Secret Service dogs nab White House fence jumper
| Washington
An unidentified man was in custody Wednesday night after he climbed over the White House fence and was swiftly apprehended on the North Lawn by uniformed Secret Service agents and their dogs.
The incident came about a month after a previous White House fence jumper sprinted across the same lawn, past armed uniformed agents and entered the mansion before he was felled in the ceremonial East Room and taken into custody.
That embarrassing Sept. 19 incident preceded the disclosure of other serious Secret Service breaches in security for President Barack Obama and ultimately led to Julia Pierson's resignation as director of the agency after 18 months on the job.

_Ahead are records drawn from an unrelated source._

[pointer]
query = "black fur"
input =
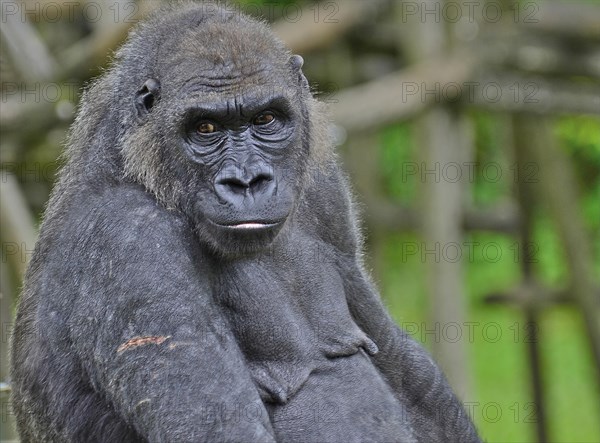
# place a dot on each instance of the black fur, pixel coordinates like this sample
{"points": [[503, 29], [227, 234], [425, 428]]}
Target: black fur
{"points": [[191, 285]]}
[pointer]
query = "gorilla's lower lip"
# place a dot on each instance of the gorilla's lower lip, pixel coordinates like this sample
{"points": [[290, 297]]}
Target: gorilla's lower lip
{"points": [[249, 225], [252, 225]]}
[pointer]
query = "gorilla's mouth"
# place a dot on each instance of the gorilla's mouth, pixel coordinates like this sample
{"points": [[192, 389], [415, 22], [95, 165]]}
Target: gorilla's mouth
{"points": [[250, 225]]}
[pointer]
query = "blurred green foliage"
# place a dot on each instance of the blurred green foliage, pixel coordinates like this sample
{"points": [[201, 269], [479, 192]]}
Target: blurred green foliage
{"points": [[502, 406]]}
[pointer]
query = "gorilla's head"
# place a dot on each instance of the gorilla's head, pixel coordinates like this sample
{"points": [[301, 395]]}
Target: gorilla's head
{"points": [[221, 123]]}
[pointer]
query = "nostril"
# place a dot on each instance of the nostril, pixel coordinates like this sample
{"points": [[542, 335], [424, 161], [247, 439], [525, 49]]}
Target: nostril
{"points": [[260, 179], [233, 183]]}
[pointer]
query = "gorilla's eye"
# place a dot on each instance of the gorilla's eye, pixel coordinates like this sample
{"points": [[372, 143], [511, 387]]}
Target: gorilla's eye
{"points": [[206, 128], [264, 118]]}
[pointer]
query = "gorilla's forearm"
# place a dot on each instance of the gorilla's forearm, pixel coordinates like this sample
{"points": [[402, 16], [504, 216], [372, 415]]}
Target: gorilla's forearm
{"points": [[435, 412]]}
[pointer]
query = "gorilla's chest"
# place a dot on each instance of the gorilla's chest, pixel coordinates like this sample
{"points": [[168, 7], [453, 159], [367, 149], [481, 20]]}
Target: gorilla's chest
{"points": [[290, 318]]}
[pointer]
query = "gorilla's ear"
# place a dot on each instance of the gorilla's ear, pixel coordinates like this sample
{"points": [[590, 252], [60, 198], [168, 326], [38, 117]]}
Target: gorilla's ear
{"points": [[296, 62], [146, 97]]}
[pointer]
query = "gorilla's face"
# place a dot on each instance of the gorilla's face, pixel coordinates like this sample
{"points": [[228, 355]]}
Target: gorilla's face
{"points": [[243, 146], [234, 141]]}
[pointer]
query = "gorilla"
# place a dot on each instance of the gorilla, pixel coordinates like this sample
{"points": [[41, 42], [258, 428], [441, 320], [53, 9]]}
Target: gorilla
{"points": [[198, 275]]}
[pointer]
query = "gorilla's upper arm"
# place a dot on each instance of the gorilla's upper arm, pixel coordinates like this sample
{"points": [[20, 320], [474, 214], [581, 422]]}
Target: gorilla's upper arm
{"points": [[145, 327]]}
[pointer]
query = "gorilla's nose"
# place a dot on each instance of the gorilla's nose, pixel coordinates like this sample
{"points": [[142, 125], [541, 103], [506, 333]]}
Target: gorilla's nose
{"points": [[234, 184]]}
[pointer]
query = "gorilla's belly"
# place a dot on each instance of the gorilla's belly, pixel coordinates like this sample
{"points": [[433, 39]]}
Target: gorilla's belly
{"points": [[344, 400]]}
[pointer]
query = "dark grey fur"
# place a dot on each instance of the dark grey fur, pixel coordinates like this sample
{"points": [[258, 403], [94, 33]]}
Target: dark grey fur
{"points": [[142, 320]]}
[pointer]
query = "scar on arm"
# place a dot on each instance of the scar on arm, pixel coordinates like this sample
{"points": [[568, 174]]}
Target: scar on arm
{"points": [[141, 341]]}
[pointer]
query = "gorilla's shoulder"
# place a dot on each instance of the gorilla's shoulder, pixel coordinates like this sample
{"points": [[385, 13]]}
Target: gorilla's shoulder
{"points": [[123, 216]]}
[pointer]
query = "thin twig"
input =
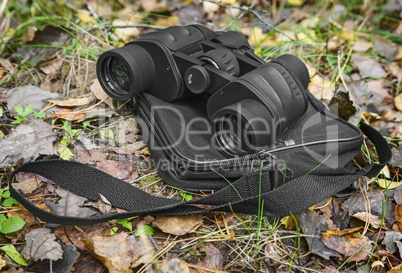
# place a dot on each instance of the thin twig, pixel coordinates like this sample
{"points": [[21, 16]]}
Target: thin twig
{"points": [[256, 13]]}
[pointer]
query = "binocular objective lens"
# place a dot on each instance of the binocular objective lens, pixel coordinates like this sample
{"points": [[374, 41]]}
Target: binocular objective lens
{"points": [[119, 74]]}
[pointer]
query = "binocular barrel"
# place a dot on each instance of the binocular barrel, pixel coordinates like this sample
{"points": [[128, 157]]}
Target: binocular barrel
{"points": [[252, 102]]}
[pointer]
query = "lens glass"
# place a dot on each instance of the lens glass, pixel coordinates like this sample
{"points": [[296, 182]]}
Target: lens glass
{"points": [[119, 74]]}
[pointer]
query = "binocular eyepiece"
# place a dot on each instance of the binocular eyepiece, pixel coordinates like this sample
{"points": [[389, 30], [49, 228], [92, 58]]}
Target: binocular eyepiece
{"points": [[252, 103]]}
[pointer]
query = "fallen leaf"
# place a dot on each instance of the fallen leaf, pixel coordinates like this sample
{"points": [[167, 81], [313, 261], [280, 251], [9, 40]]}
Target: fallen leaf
{"points": [[125, 33], [258, 37], [70, 204], [126, 132], [348, 245], [75, 234], [29, 94], [68, 115], [85, 16], [26, 143], [114, 252], [48, 42], [295, 2], [14, 254], [386, 184], [71, 102], [87, 263], [369, 68], [386, 49], [342, 105], [271, 253], [398, 214], [63, 265], [214, 257], [174, 265], [89, 156], [356, 203], [210, 8], [28, 186], [101, 7], [375, 221], [23, 213], [98, 91], [398, 102], [120, 169], [52, 66], [321, 88], [180, 224], [12, 224], [154, 5], [362, 46], [2, 262], [312, 224], [390, 241], [40, 245]]}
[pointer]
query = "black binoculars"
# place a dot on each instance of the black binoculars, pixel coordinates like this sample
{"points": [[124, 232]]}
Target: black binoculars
{"points": [[251, 102]]}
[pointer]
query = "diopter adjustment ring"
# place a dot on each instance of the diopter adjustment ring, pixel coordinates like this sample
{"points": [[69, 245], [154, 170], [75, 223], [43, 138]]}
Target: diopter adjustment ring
{"points": [[222, 59]]}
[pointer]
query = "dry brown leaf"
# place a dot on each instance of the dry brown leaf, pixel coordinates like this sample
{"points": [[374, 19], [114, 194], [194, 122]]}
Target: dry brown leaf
{"points": [[69, 205], [51, 66], [369, 68], [96, 88], [154, 5], [178, 225], [362, 46], [398, 213], [374, 220], [114, 252], [28, 186], [71, 102], [344, 231], [101, 7], [2, 262], [89, 156], [174, 265], [26, 143], [25, 215], [214, 257], [40, 245], [321, 88], [398, 102], [68, 115], [348, 245], [271, 253], [120, 169]]}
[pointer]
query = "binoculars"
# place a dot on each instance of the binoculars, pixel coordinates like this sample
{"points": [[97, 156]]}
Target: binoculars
{"points": [[252, 103]]}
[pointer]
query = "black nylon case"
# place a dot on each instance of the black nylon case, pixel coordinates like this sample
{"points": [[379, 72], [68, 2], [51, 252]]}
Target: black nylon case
{"points": [[316, 137]]}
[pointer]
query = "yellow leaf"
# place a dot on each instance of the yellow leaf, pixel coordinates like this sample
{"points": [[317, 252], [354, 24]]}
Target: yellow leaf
{"points": [[289, 222], [384, 183], [348, 35], [71, 102], [398, 102], [228, 2], [374, 220], [85, 16], [295, 2]]}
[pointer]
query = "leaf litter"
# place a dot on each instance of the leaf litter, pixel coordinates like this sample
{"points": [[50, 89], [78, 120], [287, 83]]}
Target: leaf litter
{"points": [[26, 143], [343, 219]]}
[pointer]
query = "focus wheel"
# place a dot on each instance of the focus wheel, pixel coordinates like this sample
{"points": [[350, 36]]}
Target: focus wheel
{"points": [[197, 79], [223, 59]]}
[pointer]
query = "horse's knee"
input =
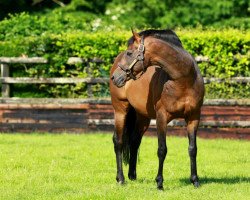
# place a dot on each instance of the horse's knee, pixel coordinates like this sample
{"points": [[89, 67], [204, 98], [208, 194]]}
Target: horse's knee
{"points": [[117, 142], [192, 150]]}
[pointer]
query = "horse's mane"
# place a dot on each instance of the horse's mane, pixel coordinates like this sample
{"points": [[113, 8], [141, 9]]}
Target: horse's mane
{"points": [[166, 35]]}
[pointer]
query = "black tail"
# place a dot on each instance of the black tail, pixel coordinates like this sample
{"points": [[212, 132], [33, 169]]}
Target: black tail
{"points": [[127, 135]]}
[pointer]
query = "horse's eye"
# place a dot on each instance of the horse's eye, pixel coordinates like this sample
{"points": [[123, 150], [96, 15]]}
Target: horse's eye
{"points": [[129, 53]]}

Secret Service spokesman Brian Leary said the man in Wednesday's incident climbed the Pennsylvania Avenue fence shortly after 7 p.m. and was immediately apprehended by uniformed agents and K-9 teams that constantly patrol the grounds.
Video of the incident recorded by TV news cameras shows a man in white shorts on the lawn just inside the fence. The video shows that man lifting his shirt as if to show that he is unarmed. He is then seen kicking and punching two Secret Service dogs that were released on him.
The man was being taken to a local hospital, Leary said, without elaboration.
After Pierson resigned, an agent who once led Obama's protective detail came out of retirement to lead the Secret Service until Obama names a new director, pending the completion of internal and independent reviews of agency practices.
This week, a federal judge delayed the arraignment of Omar Gonzalez, the individual charged in September's fence-jumping incident, because of questions about his mental fitness to stand trial.
Gonzalez has been indicted on several charges, including of carrying a knife into the White House and assaulting two Secret Service officers.